Марк с трудом удерживается, чтобы не возразить: первым от нее точно лопнет аббат.
— Это политика, брат мой Марк. Это теперь называется политика. Но даже не в Рагузе самая большая опасность. Ты же знаешь, что там, на берегу, ныне — Сербское царство. Стефан Душан
[70], провозгласивший себя кесарем, затмил величие Ромейской греческой державы и прибрал под свое крыло все материковые земли. Того и гляди, положит лапу на Острова. Лучше уж отдаться Рагузе, чем…
— А чем плохи сербы? — спрашивает Марк.
— Да ты в уме ли, брат! Еретики! Раскольники!
— Так еретики или раскольники? Это два разных чина.
— Они не чтут папу! У них священники женатые! И вообще… мы тут Душану будем, что ли, подчиняться?! Отродясь такого не бывало…
— Мне вот видится, есть куда большая опасность, чем сербы. Это турки. Они вовсе не веруют во Христа.
— Турки? Османы? Агаряне которые? Они тихо сидят себе за Босфором и никому не мешают. А если немного пощиплют греков, болгар и сербов, нам это только на пользу, брат Марк. Это политика. И у меня к тебе деликатное поручение…

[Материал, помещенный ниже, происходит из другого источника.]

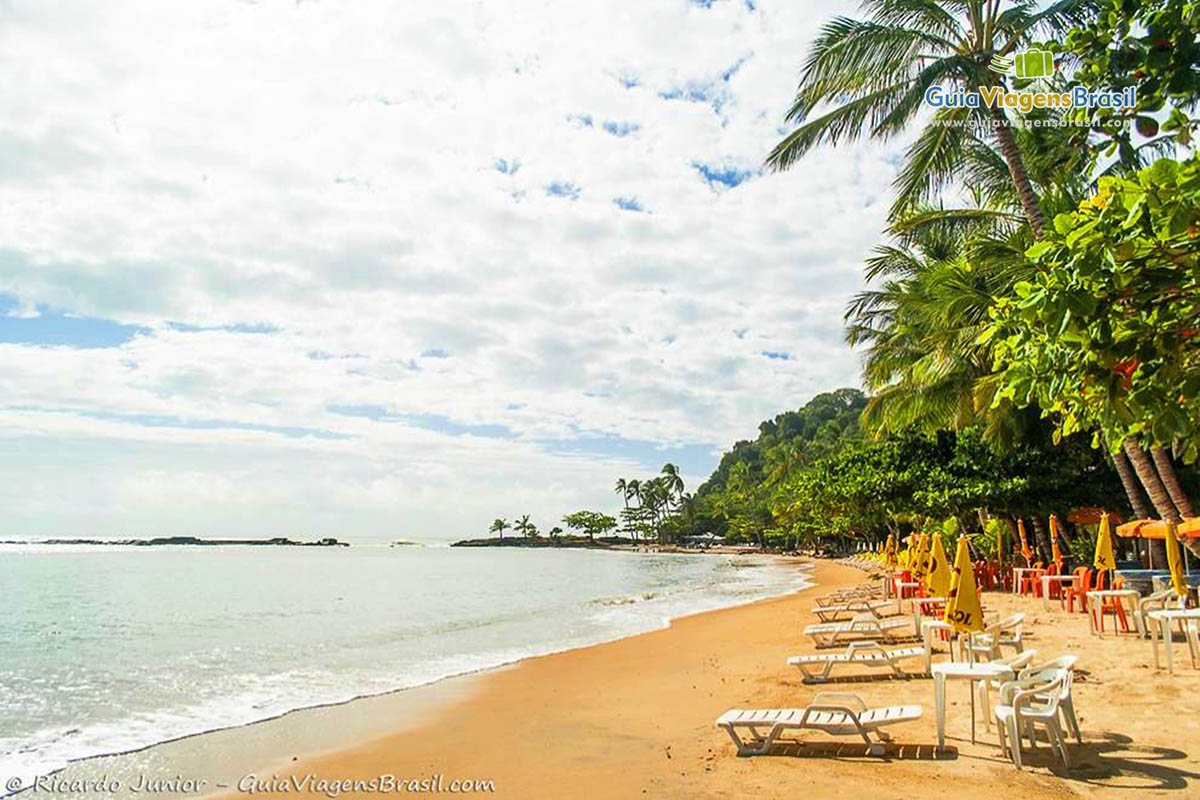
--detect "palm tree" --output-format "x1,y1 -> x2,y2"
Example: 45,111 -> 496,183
846,200 -> 1030,440
1150,445 -> 1196,518
767,0 -> 1091,239
612,477 -> 629,509
512,513 -> 533,536
660,462 -> 683,510
487,517 -> 509,539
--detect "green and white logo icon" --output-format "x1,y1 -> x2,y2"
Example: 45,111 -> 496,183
989,47 -> 1054,78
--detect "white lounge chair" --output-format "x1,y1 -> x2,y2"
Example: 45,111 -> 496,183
804,614 -> 913,646
812,599 -> 900,622
787,642 -> 925,684
716,692 -> 922,756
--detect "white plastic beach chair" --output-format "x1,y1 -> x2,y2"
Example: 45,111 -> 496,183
787,642 -> 926,684
996,669 -> 1072,769
716,692 -> 922,756
1136,587 -> 1187,638
812,599 -> 900,622
1016,650 -> 1084,744
964,614 -> 1025,661
804,614 -> 913,646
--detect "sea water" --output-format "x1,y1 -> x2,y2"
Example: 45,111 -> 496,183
0,545 -> 805,796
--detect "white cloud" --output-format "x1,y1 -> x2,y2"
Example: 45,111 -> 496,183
0,0 -> 896,535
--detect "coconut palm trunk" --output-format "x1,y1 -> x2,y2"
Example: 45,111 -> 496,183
1150,445 -> 1196,518
1109,450 -> 1153,519
1122,437 -> 1182,567
1031,513 -> 1054,564
991,107 -> 1046,239
1150,445 -> 1200,557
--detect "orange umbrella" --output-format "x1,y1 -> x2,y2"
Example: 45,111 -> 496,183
1016,518 -> 1033,564
1050,515 -> 1062,572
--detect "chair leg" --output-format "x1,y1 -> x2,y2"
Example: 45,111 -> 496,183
1008,714 -> 1025,769
1046,717 -> 1070,770
1058,697 -> 1084,744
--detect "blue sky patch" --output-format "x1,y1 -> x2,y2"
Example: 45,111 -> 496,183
539,435 -> 721,479
546,181 -> 583,200
600,120 -> 642,137
30,408 -> 350,440
167,323 -> 283,333
0,295 -> 154,350
492,158 -> 521,175
691,161 -> 757,190
328,404 -> 516,439
617,70 -> 642,89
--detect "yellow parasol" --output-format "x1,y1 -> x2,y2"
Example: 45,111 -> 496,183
1016,519 -> 1033,566
1050,515 -> 1062,572
912,534 -> 929,581
942,536 -> 983,633
925,534 -> 950,597
1092,511 -> 1117,570
1163,522 -> 1188,597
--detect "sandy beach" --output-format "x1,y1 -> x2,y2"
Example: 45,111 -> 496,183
136,563 -> 1200,798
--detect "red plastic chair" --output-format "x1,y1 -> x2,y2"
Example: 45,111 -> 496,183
1096,570 -> 1129,633
1038,561 -> 1058,599
1060,566 -> 1092,612
1019,561 -> 1042,597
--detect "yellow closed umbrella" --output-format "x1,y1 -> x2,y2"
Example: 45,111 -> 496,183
1050,515 -> 1062,572
1092,511 -> 1117,570
912,534 -> 929,581
1016,519 -> 1033,566
942,536 -> 983,633
925,534 -> 950,597
1163,522 -> 1188,597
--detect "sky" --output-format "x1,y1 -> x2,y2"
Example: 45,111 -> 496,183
0,0 -> 900,541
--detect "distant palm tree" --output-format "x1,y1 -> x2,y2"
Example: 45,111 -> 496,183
767,0 -> 1092,239
662,462 -> 683,506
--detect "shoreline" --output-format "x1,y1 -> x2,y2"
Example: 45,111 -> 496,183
16,547 -> 817,798
16,560 -> 1200,800
222,561 -> 1200,800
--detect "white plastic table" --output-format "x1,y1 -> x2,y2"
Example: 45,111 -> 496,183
1042,575 -> 1079,608
1013,566 -> 1045,595
930,661 -> 1016,751
920,619 -> 954,673
1087,589 -> 1145,639
1146,608 -> 1200,675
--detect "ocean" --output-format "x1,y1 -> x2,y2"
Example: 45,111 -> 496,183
0,545 -> 806,795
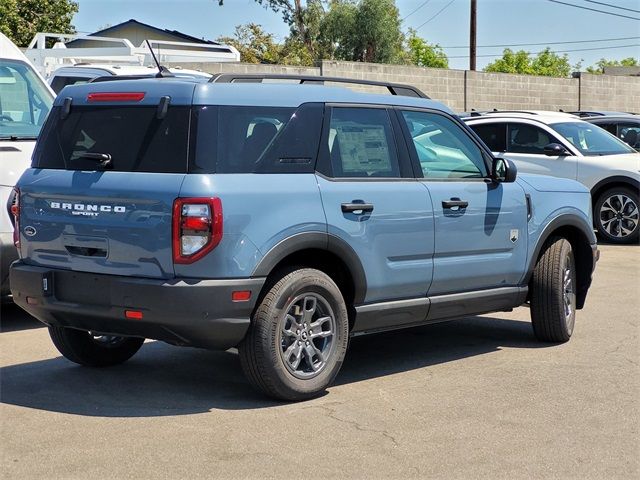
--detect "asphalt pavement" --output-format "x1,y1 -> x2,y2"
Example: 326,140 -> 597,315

Марк настораживается, но молчит.
— Ты же знаешь, что здесь, на Острове, полно тайных богумилов, а еще сербских раскольников, а возможно, и богомерзкие иудеи пустили свои корни на нашей земле. Нам нужна твердая, крепкая вера. И тогда, может быть, мы упросим кого-нибудь при дворе Святейшего Отца, к примеру твоего Франциска, даровать нам аудиенцию, переговорить, мы убедим Его Святейшество надавить на Рагузу… Но для этого надо поднять благочестие на этом Острове.
— Политике — не поможет.
— Не рассказывай мне, чего не знаешь! Все возможно верующему. И для начала — привести саму веру на Острове к крепкому, надежному образцу. Что мы видим сейчас? Разброд и шатание. Народ почитает какую-то святую Миру, она же Ирина. От нее ни мощей, ничего, кроме каких-то бус, якобы с ее шеи. Я повелел убрать их в ризницу, кстати, не место им на престоле. Тоже мне, Мира… небось вроде этой Луары… Лауры… чьей-то воспаленной фантазии. Якобы первая христианка на Острове. И еще какого-то Евстафия чтут, мол, он не то крестил варваров, не то погиб, защищая святыни. Ничего нет достоверного — ни мощей, ни жития. Мы проверяли.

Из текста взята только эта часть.